Joe Cirincione, president of the Ploughshares Fund and the author of Nuclear Nightmares: Securing the World Before It Is Too Late, said since the summits began, 12 countries eliminated weapons-usable material and many more increased the security around their supplies and joined conventions against nuclear terrorism.
But Obama failed to secure Senate approval of the nuclear test ban treaty, which he had promised to “immediately and aggressively pursue,” and largely failed to meet his goal of securing all nuclear materials within four years, Cirincione points out.
“The final summit will end with tons of material in 25 nations still unsecured, with a patchwork of policies, rather than legally binding requirements and universal standards,” Cirincione wrote in DefenseOne.com earlier this week.
While Russians refused to cooperate and Republicans in Congress blocked other efforts, Cirincione said the president’s biggest foe “was his own bureaucracy” and the “cynicism and careerism of his own appointees.”
“When Obama stopped pushing his nuclear policies in 2011 (save for Iran), the nuclear-industrial complex took over,” he wrote.
Even some of the biggest supporters of president’s nuclear de-escalation hopes acknowledge he has fallen short and the diplomatic community is experiencing “summit fatigue.”
“There have been successes in this process since 2010, but the overall objective of securing the most vulnerable nuclear materials in four years … I don’t think has been achieved,” said Sharon Squassoni, the director of the Center for Strategic and International Studies’ proliferation prevention program.

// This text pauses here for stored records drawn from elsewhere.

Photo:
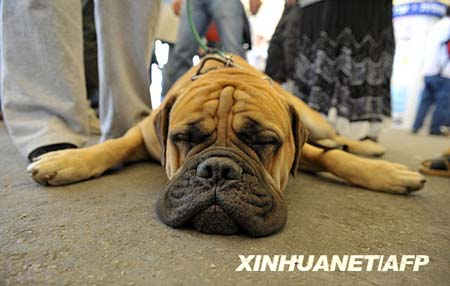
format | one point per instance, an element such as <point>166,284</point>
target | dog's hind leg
<point>73,165</point>
<point>377,175</point>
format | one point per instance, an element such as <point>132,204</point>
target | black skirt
<point>343,57</point>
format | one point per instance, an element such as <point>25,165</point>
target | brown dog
<point>228,138</point>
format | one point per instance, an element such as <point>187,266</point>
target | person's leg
<point>228,17</point>
<point>43,86</point>
<point>186,47</point>
<point>442,107</point>
<point>125,32</point>
<point>426,100</point>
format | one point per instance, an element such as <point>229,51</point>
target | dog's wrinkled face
<point>229,148</point>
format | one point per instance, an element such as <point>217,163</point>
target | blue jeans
<point>436,91</point>
<point>226,14</point>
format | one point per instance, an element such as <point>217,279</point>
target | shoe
<point>49,148</point>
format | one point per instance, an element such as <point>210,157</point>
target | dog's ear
<point>161,124</point>
<point>300,134</point>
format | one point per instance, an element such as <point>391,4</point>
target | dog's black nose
<point>219,168</point>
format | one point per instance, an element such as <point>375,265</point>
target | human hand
<point>176,6</point>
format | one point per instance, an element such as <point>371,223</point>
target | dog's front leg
<point>73,165</point>
<point>378,175</point>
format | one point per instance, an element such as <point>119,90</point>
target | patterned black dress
<point>344,61</point>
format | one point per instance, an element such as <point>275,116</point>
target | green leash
<point>197,37</point>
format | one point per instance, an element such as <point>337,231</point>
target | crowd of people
<point>337,55</point>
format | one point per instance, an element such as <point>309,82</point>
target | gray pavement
<point>105,231</point>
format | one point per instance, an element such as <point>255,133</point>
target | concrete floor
<point>105,231</point>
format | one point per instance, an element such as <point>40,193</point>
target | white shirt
<point>436,55</point>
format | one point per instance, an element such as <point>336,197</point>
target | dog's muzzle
<point>219,192</point>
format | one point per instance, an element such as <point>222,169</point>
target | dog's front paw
<point>385,176</point>
<point>366,148</point>
<point>63,167</point>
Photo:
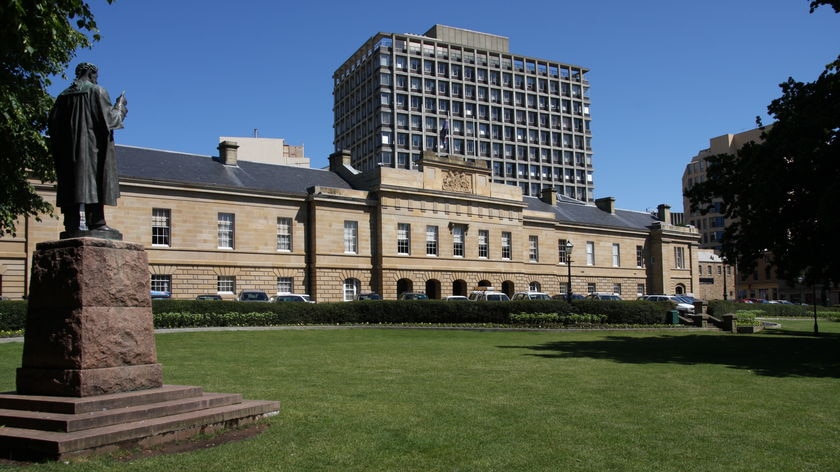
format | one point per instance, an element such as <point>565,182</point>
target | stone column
<point>89,327</point>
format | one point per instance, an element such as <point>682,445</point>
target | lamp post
<point>723,267</point>
<point>569,247</point>
<point>816,327</point>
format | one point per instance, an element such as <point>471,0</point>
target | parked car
<point>682,304</point>
<point>292,297</point>
<point>604,296</point>
<point>160,295</point>
<point>488,296</point>
<point>530,296</point>
<point>252,296</point>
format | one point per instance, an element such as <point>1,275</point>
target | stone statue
<point>81,129</point>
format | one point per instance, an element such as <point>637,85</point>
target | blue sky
<point>666,76</point>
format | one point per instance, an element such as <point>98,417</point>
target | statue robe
<point>82,143</point>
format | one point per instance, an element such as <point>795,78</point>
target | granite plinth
<point>89,327</point>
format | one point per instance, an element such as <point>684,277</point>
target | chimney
<point>606,204</point>
<point>340,159</point>
<point>227,152</point>
<point>549,195</point>
<point>664,213</point>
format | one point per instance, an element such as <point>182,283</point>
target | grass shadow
<point>776,355</point>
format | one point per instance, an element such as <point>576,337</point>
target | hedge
<point>200,313</point>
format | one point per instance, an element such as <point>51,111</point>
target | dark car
<point>252,296</point>
<point>604,296</point>
<point>292,297</point>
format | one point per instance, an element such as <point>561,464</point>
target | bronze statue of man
<point>81,129</point>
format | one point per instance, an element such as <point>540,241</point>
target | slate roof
<point>578,212</point>
<point>195,170</point>
<point>205,171</point>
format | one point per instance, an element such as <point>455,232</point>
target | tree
<point>38,38</point>
<point>782,194</point>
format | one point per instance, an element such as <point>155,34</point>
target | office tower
<point>713,223</point>
<point>463,93</point>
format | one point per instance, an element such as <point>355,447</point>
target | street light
<point>569,247</point>
<point>723,267</point>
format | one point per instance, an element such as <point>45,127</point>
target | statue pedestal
<point>90,382</point>
<point>89,328</point>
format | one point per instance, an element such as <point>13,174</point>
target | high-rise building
<point>713,223</point>
<point>463,93</point>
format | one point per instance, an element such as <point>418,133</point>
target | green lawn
<point>450,400</point>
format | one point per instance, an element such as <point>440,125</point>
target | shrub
<point>747,317</point>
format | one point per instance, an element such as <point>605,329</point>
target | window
<point>160,227</point>
<point>226,230</point>
<point>285,285</point>
<point>351,289</point>
<point>284,234</point>
<point>533,249</point>
<point>679,257</point>
<point>431,240</point>
<point>403,238</point>
<point>458,240</point>
<point>506,245</point>
<point>226,284</point>
<point>351,233</point>
<point>562,254</point>
<point>483,244</point>
<point>162,283</point>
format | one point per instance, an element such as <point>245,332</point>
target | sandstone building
<point>221,225</point>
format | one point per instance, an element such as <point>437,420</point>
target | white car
<point>292,297</point>
<point>530,296</point>
<point>488,296</point>
<point>683,304</point>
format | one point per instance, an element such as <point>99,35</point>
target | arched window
<point>433,289</point>
<point>404,285</point>
<point>459,287</point>
<point>351,289</point>
<point>508,287</point>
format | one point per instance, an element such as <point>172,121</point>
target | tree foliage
<point>782,194</point>
<point>38,38</point>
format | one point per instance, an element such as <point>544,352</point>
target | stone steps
<point>57,428</point>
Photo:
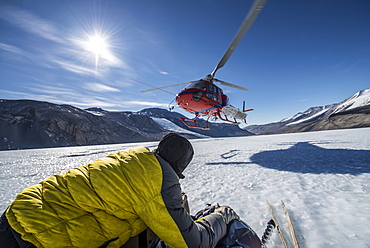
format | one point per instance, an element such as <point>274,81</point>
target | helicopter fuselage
<point>203,98</point>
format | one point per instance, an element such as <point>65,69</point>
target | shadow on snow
<point>304,157</point>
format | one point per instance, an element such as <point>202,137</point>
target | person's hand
<point>227,213</point>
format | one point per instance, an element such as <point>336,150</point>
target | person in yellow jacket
<point>104,203</point>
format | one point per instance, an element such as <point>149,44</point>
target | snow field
<point>323,178</point>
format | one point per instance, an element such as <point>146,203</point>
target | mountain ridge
<point>355,108</point>
<point>28,124</point>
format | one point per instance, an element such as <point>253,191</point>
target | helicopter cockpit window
<point>212,92</point>
<point>197,85</point>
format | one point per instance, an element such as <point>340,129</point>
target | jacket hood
<point>177,151</point>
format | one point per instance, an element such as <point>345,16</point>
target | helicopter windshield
<point>197,85</point>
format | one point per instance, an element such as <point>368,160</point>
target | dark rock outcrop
<point>34,124</point>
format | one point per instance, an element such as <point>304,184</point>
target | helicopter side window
<point>197,85</point>
<point>212,92</point>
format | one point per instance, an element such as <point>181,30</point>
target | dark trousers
<point>10,238</point>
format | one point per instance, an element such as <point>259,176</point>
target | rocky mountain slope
<point>353,112</point>
<point>35,124</point>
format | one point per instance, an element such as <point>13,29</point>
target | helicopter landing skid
<point>187,122</point>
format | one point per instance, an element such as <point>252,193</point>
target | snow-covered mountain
<point>34,124</point>
<point>351,113</point>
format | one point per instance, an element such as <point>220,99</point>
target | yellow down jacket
<point>113,198</point>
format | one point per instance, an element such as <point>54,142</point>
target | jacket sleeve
<point>205,232</point>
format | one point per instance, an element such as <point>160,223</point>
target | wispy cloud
<point>97,87</point>
<point>31,23</point>
<point>145,103</point>
<point>10,48</point>
<point>79,69</point>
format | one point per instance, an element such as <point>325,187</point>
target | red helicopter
<point>203,97</point>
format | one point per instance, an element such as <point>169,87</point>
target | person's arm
<point>172,224</point>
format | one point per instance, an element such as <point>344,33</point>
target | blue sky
<point>298,54</point>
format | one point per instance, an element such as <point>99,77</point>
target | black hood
<point>177,151</point>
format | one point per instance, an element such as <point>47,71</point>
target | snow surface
<point>323,178</point>
<point>172,127</point>
<point>308,118</point>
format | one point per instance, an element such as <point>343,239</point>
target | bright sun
<point>97,45</point>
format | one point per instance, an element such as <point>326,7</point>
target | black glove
<point>227,213</point>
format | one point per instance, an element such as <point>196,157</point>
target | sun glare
<point>96,45</point>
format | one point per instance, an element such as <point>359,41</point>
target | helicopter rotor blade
<point>164,87</point>
<point>230,84</point>
<point>155,88</point>
<point>247,23</point>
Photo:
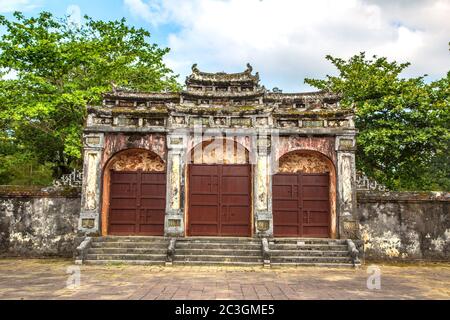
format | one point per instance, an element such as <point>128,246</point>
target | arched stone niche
<point>127,160</point>
<point>306,161</point>
<point>218,151</point>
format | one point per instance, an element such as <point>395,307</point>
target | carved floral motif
<point>134,160</point>
<point>302,162</point>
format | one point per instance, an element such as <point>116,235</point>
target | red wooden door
<point>137,203</point>
<point>301,205</point>
<point>219,200</point>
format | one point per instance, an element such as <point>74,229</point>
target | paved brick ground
<point>46,279</point>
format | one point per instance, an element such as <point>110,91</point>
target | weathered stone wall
<point>405,225</point>
<point>38,224</point>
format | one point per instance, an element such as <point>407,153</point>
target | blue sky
<point>285,40</point>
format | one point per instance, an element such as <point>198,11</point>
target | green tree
<point>59,68</point>
<point>403,124</point>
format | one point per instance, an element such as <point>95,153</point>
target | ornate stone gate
<point>258,127</point>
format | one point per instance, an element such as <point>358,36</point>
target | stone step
<point>310,264</point>
<point>308,247</point>
<point>307,241</point>
<point>328,253</point>
<point>130,239</point>
<point>126,256</point>
<point>130,262</point>
<point>120,244</point>
<point>219,263</point>
<point>216,258</point>
<point>219,240</point>
<point>215,251</point>
<point>217,246</point>
<point>308,259</point>
<point>103,250</point>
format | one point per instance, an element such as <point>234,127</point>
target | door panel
<point>137,203</point>
<point>301,205</point>
<point>219,200</point>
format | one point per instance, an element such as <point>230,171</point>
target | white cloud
<point>16,5</point>
<point>287,40</point>
<point>74,13</point>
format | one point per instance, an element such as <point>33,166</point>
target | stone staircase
<point>218,251</point>
<point>130,250</point>
<point>309,252</point>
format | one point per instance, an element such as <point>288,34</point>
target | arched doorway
<point>134,194</point>
<point>219,189</point>
<point>304,193</point>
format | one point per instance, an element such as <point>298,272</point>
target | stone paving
<point>47,279</point>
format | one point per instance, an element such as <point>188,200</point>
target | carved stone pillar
<point>174,220</point>
<point>346,187</point>
<point>89,222</point>
<point>262,188</point>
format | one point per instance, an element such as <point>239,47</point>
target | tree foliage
<point>404,133</point>
<point>59,68</point>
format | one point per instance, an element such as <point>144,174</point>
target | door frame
<point>188,193</point>
<point>329,218</point>
<point>139,193</point>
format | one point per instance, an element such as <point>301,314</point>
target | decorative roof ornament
<point>195,69</point>
<point>249,68</point>
<point>363,183</point>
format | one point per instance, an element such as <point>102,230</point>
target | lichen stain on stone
<point>134,160</point>
<point>219,151</point>
<point>115,143</point>
<point>302,162</point>
<point>324,145</point>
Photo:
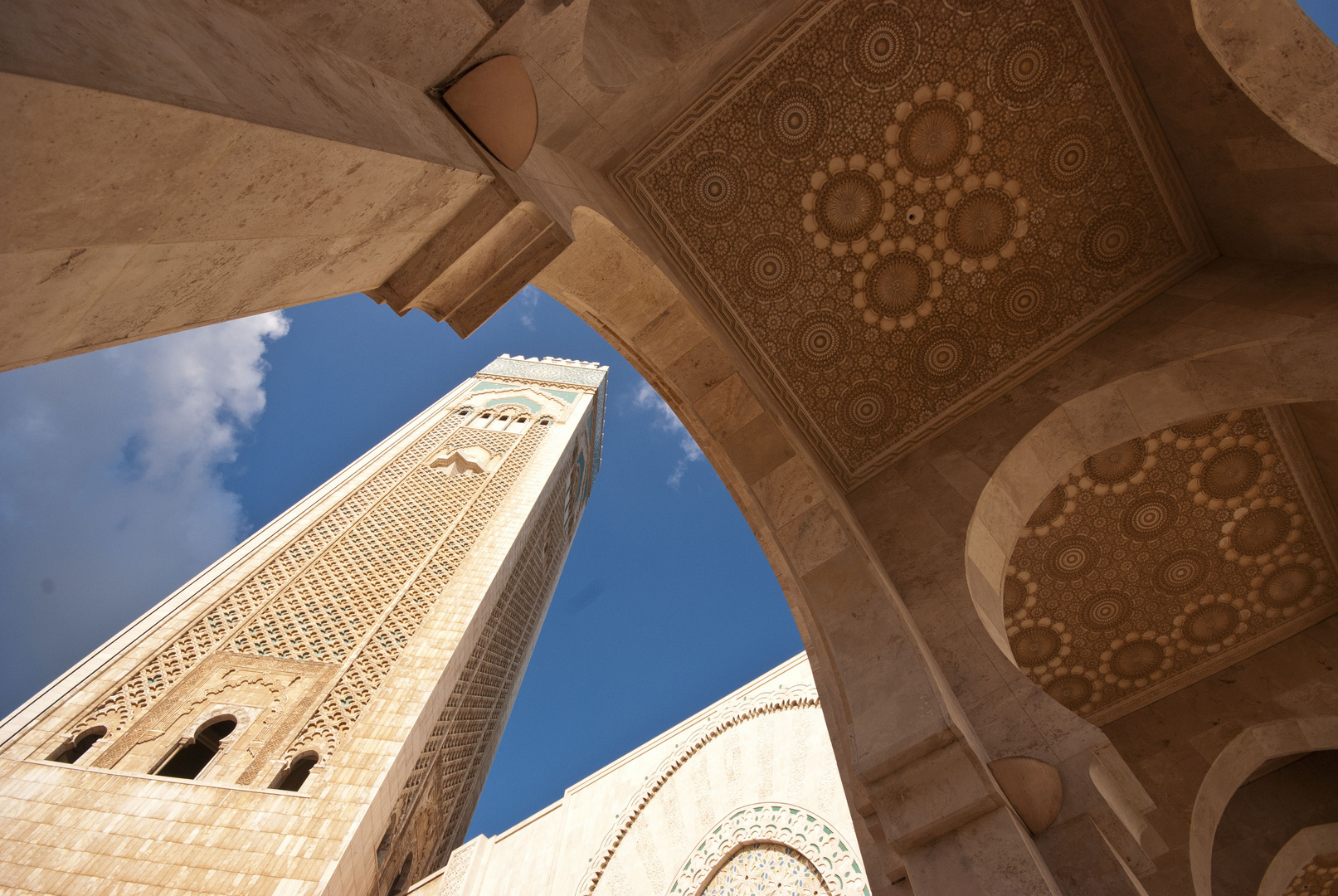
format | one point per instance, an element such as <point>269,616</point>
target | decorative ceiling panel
<point>1163,559</point>
<point>901,209</point>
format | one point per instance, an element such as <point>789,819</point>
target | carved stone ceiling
<point>1165,559</point>
<point>902,209</point>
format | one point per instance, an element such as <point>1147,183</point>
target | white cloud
<point>528,299</point>
<point>111,489</point>
<point>667,420</point>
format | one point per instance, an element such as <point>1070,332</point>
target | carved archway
<point>1267,372</point>
<point>774,823</point>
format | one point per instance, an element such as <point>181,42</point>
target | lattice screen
<point>351,589</point>
<point>438,800</point>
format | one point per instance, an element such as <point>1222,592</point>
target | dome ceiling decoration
<point>902,209</point>
<point>1163,559</point>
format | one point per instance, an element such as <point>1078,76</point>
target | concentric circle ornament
<point>794,120</point>
<point>1026,65</point>
<point>715,189</point>
<point>1112,240</point>
<point>1049,507</point>
<point>942,356</point>
<point>981,222</point>
<point>768,268</point>
<point>1136,660</point>
<point>1231,472</point>
<point>1106,610</point>
<point>820,340</point>
<point>1014,594</point>
<point>1261,530</point>
<point>1199,427</point>
<point>897,284</point>
<point>1180,572</point>
<point>1209,625</point>
<point>881,46</point>
<point>1025,301</point>
<point>933,138</point>
<point>1072,558</point>
<point>849,205</point>
<point>1036,646</point>
<point>1148,517</point>
<point>1287,586</point>
<point>1072,692</point>
<point>1117,463</point>
<point>1071,155</point>
<point>868,408</point>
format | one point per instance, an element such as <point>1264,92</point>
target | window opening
<point>70,754</point>
<point>190,760</point>
<point>383,848</point>
<point>401,879</point>
<point>296,775</point>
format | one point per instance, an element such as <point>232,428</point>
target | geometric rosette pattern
<point>864,166</point>
<point>1175,548</point>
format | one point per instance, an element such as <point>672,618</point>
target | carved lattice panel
<point>449,773</point>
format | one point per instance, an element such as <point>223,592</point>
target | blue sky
<point>124,472</point>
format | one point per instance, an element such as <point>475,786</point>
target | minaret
<point>316,712</point>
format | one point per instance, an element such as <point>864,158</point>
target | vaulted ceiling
<point>902,209</point>
<point>1167,558</point>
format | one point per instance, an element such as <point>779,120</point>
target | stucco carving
<point>1183,548</point>
<point>722,721</point>
<point>864,205</point>
<point>787,825</point>
<point>1233,764</point>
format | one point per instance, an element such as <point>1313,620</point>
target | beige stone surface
<point>107,817</point>
<point>253,155</point>
<point>226,218</point>
<point>664,817</point>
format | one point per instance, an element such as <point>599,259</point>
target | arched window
<point>294,776</point>
<point>70,753</point>
<point>401,880</point>
<point>383,848</point>
<point>192,758</point>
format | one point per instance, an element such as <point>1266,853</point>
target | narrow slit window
<point>401,879</point>
<point>192,758</point>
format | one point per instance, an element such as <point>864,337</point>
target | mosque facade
<point>1010,327</point>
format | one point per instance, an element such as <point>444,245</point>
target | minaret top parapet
<point>550,369</point>
<point>549,358</point>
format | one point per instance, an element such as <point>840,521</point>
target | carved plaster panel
<point>723,718</point>
<point>1167,558</point>
<point>771,845</point>
<point>902,209</point>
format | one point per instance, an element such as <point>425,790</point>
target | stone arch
<point>1282,371</point>
<point>1305,845</point>
<point>1281,61</point>
<point>1233,764</point>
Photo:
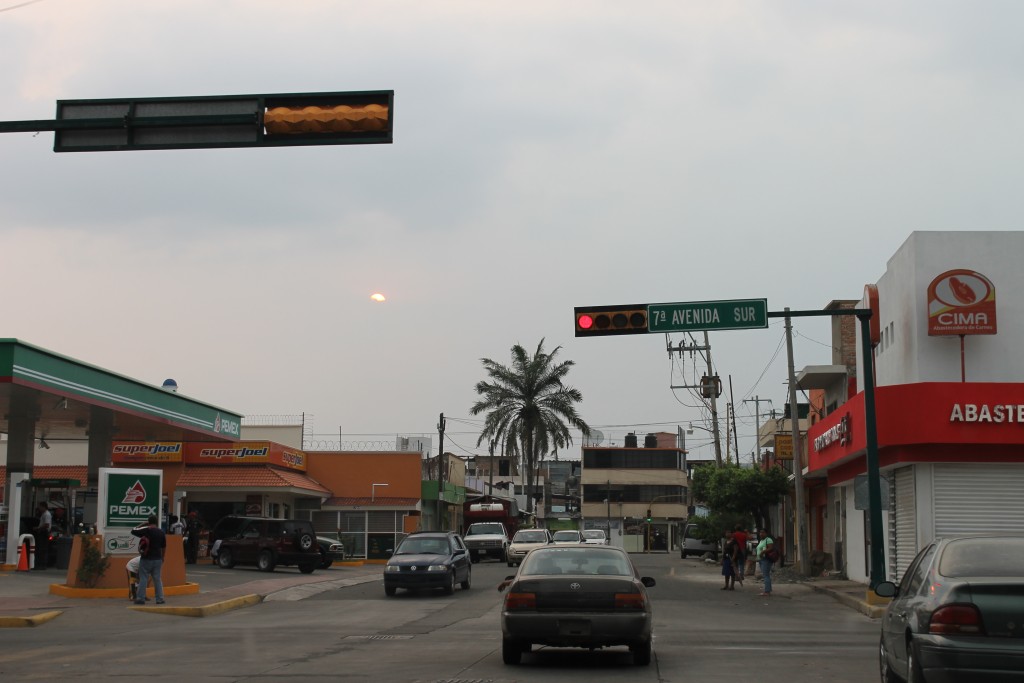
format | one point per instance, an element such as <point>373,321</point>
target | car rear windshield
<point>428,546</point>
<point>594,560</point>
<point>983,557</point>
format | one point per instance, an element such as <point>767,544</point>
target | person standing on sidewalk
<point>42,535</point>
<point>765,551</point>
<point>740,537</point>
<point>152,546</point>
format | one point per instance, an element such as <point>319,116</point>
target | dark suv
<point>266,543</point>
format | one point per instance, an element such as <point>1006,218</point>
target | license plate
<point>573,627</point>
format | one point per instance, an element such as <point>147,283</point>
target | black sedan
<point>577,596</point>
<point>957,613</point>
<point>428,559</point>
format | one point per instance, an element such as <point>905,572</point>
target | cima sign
<point>961,302</point>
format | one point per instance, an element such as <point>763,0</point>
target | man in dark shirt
<point>152,546</point>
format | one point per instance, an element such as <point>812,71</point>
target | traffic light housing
<point>601,321</point>
<point>220,121</point>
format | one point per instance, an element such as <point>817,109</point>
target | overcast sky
<point>546,155</point>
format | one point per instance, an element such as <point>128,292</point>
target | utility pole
<point>757,421</point>
<point>798,458</point>
<point>732,410</point>
<point>710,387</point>
<point>713,390</point>
<point>440,473</point>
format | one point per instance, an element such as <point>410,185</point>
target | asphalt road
<point>338,628</point>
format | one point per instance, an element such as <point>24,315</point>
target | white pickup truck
<point>487,539</point>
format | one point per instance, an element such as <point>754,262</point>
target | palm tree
<point>528,408</point>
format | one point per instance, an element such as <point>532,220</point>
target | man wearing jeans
<point>153,543</point>
<point>765,546</point>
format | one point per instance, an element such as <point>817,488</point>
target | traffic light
<point>221,121</point>
<point>599,321</point>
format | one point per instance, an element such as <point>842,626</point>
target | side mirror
<point>886,589</point>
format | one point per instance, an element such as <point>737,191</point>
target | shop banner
<point>245,453</point>
<point>145,452</point>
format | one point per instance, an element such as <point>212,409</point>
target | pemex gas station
<point>47,397</point>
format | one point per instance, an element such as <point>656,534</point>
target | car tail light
<point>629,601</point>
<point>520,601</point>
<point>961,619</point>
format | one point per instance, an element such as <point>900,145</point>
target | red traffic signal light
<point>597,321</point>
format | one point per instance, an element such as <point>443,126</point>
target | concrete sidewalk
<point>27,598</point>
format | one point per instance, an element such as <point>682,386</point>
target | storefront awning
<point>351,502</point>
<point>253,478</point>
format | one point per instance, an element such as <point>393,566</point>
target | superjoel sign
<point>961,302</point>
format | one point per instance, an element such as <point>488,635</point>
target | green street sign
<point>708,315</point>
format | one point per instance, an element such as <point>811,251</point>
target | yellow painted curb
<point>120,593</point>
<point>206,610</point>
<point>22,622</point>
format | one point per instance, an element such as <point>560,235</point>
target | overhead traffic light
<point>598,321</point>
<point>220,121</point>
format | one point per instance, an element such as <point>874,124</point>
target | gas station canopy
<point>62,396</point>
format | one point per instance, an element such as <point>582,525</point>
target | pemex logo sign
<point>131,496</point>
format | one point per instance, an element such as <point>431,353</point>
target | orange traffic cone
<point>23,557</point>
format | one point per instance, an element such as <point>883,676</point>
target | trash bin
<point>60,548</point>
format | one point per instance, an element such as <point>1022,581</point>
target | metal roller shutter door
<point>978,499</point>
<point>905,522</point>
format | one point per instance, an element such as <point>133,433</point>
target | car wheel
<point>888,675</point>
<point>641,653</point>
<point>304,542</point>
<point>913,673</point>
<point>224,559</point>
<point>511,651</point>
<point>265,561</point>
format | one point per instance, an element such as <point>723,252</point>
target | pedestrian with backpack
<point>767,555</point>
<point>152,545</point>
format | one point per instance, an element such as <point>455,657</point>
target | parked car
<point>566,536</point>
<point>429,559</point>
<point>267,543</point>
<point>524,541</point>
<point>577,596</point>
<point>694,545</point>
<point>331,548</point>
<point>956,613</point>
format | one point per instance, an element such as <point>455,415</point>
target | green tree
<point>528,407</point>
<point>734,489</point>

Russia’s decision to sit out the summit this year is probably the most serious setback because of the sheer magnitude of the country’s nuclear stockpile.
Olga Oliker, a CSIS senior adviser and director of its Russia and Eurasia program, points out that Russia and United States together hold 90 percent of the world’s highly enriched uranium, and more than half of the plutonium.
“There are a lot of areas where Russia’s absence is sort of the missing elephant in the room,” she said.
Other disarmament advocates argue that Obama may have one last chance for an anti-nuke swan song. Derek Johnson, executive director of Global Zero, responded to Obama’s op-ed with a call to immediate action. While he gave credit to the president for “modest cuts” to U.S. and Russian Cold War stockpiles and the Iran nuclear pact, he said there are still 15,000 nuclear weapons in the world, and that “we now risk losing ground.”
He urged Obama to reverse course on a “misguided nuclear spending spree” that is “utterly out of sync with the pursuit of a world without these weapons.”
With Russia trying to up the ante and fortify it’s stockpile, unilaterally disarming is an unrealistic prospect.
Still, Johnson argued that the president still has time to set something bold in motion, worthy of the vision he laid out in Prague, “something that the next administration can carry forward.”
“Your move, Mr. President,” he said.